試験=Q=m×Δh、実務=空調機の能力選定で毎回使う
① コイル能力の選定
空調機の加熱・冷却コイルは、必要な負荷(Q=m×Δh)に余裕を見て能力を選定します。試験で学ぶ負荷計算が、そのまま機器選定の根拠になります。
② 顕熱・潜熱の分けて考える
実務では、加熱(顕熱)と加湿(潜熱)を分けて負荷を積み上げます。線図上で「水平移動=顕熱」「垂直移動=潜熱」と理解しておくと、負荷の内訳を正しく把握できます。
③ 送風量と負荷のバランス
同じ負荷でも、送風量を増やせばエンタルピー差は小さく、減らせば大きくなります。送風量と温度差のバランスは、ダクトサイズや搬送動力にも影響する設計判断です。
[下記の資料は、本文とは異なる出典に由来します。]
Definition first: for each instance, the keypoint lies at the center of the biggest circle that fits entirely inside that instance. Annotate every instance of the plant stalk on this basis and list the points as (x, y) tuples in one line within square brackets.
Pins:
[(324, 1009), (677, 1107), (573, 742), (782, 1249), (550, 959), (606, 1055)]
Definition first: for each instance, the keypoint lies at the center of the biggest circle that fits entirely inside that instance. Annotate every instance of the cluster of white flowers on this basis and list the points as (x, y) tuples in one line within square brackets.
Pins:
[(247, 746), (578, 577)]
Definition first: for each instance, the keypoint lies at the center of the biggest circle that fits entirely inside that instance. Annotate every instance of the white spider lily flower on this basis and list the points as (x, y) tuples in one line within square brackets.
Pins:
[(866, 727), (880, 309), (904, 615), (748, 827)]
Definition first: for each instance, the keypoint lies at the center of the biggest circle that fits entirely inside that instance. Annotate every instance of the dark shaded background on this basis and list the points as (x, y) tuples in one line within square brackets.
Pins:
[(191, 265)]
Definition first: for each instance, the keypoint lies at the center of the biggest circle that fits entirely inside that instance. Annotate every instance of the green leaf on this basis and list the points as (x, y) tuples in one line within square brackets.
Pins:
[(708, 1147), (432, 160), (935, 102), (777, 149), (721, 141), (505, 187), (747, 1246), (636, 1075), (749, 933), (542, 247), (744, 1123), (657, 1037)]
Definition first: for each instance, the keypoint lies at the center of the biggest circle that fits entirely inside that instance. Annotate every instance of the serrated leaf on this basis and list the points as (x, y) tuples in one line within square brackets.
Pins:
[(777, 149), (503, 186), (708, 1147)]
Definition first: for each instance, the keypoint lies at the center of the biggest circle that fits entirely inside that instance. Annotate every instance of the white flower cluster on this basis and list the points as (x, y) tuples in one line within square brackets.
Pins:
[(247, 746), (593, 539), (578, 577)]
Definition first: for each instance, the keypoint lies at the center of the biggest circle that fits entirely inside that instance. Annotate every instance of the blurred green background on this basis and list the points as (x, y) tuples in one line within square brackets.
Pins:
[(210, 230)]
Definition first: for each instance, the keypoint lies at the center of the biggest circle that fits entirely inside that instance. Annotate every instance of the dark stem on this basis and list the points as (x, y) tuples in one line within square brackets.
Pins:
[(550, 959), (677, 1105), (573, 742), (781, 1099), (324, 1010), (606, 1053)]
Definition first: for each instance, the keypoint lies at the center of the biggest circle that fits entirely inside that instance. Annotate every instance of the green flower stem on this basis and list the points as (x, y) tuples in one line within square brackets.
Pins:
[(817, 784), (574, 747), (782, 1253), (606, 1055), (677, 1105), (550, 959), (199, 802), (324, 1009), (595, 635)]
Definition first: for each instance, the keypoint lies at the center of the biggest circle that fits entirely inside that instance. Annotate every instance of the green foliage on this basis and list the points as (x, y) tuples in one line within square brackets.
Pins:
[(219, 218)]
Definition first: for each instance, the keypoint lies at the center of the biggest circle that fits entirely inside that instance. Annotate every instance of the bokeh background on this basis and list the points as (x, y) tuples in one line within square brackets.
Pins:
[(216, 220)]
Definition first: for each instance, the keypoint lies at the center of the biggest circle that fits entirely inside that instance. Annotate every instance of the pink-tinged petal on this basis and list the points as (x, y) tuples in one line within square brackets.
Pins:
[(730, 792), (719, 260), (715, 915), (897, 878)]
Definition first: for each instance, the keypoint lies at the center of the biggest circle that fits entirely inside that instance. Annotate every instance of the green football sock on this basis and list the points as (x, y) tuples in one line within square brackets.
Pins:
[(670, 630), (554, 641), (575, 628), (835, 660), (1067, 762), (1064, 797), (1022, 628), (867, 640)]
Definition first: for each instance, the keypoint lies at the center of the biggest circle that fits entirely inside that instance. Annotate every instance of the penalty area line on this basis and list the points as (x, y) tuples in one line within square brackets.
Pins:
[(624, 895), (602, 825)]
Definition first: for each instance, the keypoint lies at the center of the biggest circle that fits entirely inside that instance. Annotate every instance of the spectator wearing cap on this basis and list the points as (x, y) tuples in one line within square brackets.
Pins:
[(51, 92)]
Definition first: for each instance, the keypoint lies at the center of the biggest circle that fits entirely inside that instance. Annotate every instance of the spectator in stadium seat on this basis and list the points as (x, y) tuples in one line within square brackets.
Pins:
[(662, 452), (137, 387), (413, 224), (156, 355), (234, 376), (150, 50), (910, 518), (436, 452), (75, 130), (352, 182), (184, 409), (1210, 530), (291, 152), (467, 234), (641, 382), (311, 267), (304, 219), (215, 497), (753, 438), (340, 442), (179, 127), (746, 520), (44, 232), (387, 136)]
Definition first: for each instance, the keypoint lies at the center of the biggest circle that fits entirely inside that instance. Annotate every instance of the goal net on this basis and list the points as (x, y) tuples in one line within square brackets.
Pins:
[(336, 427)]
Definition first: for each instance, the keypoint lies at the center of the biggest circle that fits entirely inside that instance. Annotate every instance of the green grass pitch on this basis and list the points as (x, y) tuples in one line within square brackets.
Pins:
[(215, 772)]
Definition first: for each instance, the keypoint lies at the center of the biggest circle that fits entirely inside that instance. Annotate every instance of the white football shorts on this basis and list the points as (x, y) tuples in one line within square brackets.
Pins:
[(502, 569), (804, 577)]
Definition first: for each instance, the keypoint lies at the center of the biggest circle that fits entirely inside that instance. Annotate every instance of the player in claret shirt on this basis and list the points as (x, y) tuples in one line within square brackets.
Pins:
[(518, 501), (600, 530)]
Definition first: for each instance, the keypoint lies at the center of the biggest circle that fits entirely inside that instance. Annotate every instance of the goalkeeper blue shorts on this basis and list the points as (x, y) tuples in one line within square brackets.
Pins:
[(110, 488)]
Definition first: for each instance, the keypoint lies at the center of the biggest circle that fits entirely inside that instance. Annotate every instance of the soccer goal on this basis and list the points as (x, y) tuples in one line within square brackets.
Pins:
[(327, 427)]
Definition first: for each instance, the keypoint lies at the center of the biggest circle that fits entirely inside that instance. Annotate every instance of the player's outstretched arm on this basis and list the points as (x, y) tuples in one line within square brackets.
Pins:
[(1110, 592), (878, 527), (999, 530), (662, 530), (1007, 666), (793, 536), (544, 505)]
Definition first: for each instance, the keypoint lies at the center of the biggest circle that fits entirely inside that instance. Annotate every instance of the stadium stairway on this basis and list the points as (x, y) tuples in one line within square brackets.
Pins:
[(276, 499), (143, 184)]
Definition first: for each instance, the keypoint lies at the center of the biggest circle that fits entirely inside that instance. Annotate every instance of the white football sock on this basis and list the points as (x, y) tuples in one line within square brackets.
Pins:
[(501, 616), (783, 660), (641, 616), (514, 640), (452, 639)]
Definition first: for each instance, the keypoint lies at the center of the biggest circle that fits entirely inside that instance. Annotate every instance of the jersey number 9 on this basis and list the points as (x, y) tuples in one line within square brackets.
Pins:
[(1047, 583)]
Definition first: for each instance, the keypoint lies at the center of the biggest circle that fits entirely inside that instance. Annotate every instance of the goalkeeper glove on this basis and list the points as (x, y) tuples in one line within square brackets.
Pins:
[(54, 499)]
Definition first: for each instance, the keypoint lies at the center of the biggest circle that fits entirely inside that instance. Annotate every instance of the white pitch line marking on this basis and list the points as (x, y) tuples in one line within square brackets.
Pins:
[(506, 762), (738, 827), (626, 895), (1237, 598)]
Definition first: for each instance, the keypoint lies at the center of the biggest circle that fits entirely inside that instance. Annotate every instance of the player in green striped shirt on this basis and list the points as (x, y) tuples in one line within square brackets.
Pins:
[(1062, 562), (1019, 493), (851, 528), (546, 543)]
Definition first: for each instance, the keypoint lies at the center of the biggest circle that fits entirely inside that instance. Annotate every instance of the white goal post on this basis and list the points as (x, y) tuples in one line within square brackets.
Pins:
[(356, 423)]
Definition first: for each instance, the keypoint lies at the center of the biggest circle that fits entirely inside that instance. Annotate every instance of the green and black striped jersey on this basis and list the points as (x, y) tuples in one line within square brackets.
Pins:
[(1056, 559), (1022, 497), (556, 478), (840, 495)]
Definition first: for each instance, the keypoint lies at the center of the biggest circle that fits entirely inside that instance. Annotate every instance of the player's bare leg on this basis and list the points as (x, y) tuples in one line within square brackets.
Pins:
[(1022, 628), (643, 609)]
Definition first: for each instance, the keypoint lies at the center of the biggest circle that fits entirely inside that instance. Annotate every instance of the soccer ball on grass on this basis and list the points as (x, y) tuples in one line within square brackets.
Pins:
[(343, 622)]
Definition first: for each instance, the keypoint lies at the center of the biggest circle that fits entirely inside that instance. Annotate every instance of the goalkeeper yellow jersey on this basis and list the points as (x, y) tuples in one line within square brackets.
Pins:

「Q=m×Δh」は冷却負荷でも全く同じ。1つの式で加熱も冷却も解けるので、確実にマスターしておきましょう。
まとめ|「質量流量×エンタルピー差」を覚えるだけ
- 正解は②(25,200 W)|m=6,000×1.2=7,200kg/h=2.0kg/s、Q=2.0×12.6=25.2kW
- 体積流量に密度を掛けて質量流量にするのが第一歩
- 加熱は絶対湿度一定の水平移動(顕熱)。線図でΔhを読む



負荷計算は線図の読み取りとセットで頻出。質量流量とエンタルピー差さえ押さえれば、得点源にできますよ。